Friday, March 9, 2007

Can you apply the patriot act to those applying the patriot act. Er, rather do any laws apply to them?

Newsflash (uh, not really)

Justice: FBI misused Patriot Act powers

"Attorney General Alberto Gonzales, who oversees the FBI, described the problems cited in the report as unacceptable and left open the possibility of criminal charges. He ordered further investigation."- From the Yahoo news Article here

Uh, surely we got something in our bag of tricks to secretly monitor the activities of those who are secretly monitoring the activities of us.

Whatever......just as long as the soylent green keeps coming.

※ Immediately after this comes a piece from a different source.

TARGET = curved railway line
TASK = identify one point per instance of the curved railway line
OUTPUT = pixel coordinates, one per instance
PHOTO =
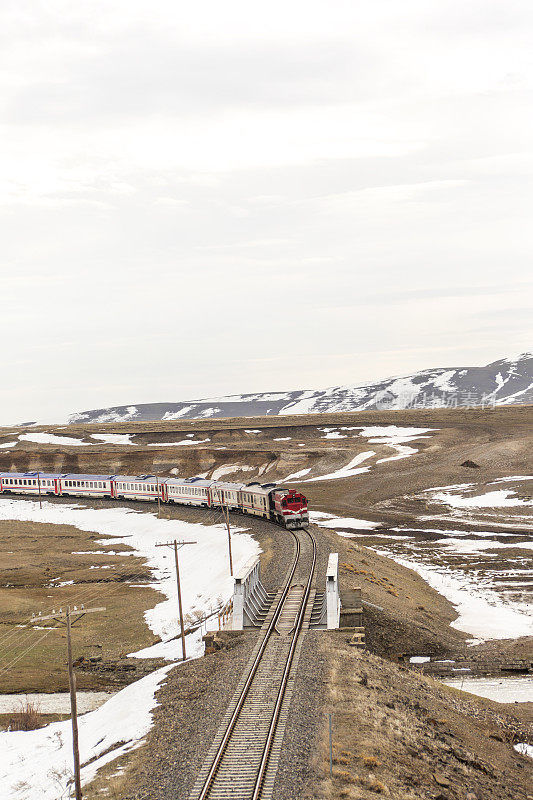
(242, 761)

Also, on a lighter note, this next sentence from the article sux from an informational perspective,

"Fine's annual review is required by Congress, over the objections of the Bush administration."

1. Who exactly objected. Better to state, over the objection of X.
where X = something that could be confirmed.

Stating one specific person's objection is more informative than broadly mentioning the objections of many. I suggest the following as a better sentence, "Fine's annual review is required by Congress, over the objection of Gonzales (or whomever made the most strenous objection)." Fewer letters and more informative, and the blame isn't with some intangible "Administration."
Or, just this,
"Fine's annual review is required by Congress, to which the Bush Administration objects."
(see how I did that?)


2. Why are the objections pertinent? Are we to infer that Congress overruled the objection, or that in some way there was a battle amongst ideas. The Executive branch has no authority over Congress, and objections are irrelevent. Actually, the president not having ANY power to directly influence these types of situations is the core of our political system. Good thing the Pres doesn't have line item veto power, else the audit provision wouldn't be there.

3. If you have two items in a list you are suppossed to have three, but I really don't. So,
I'll close with, is the article any worse off with out this sentence in it?
"Fine's annual review is required by Congress, over the objections of the Bush administration."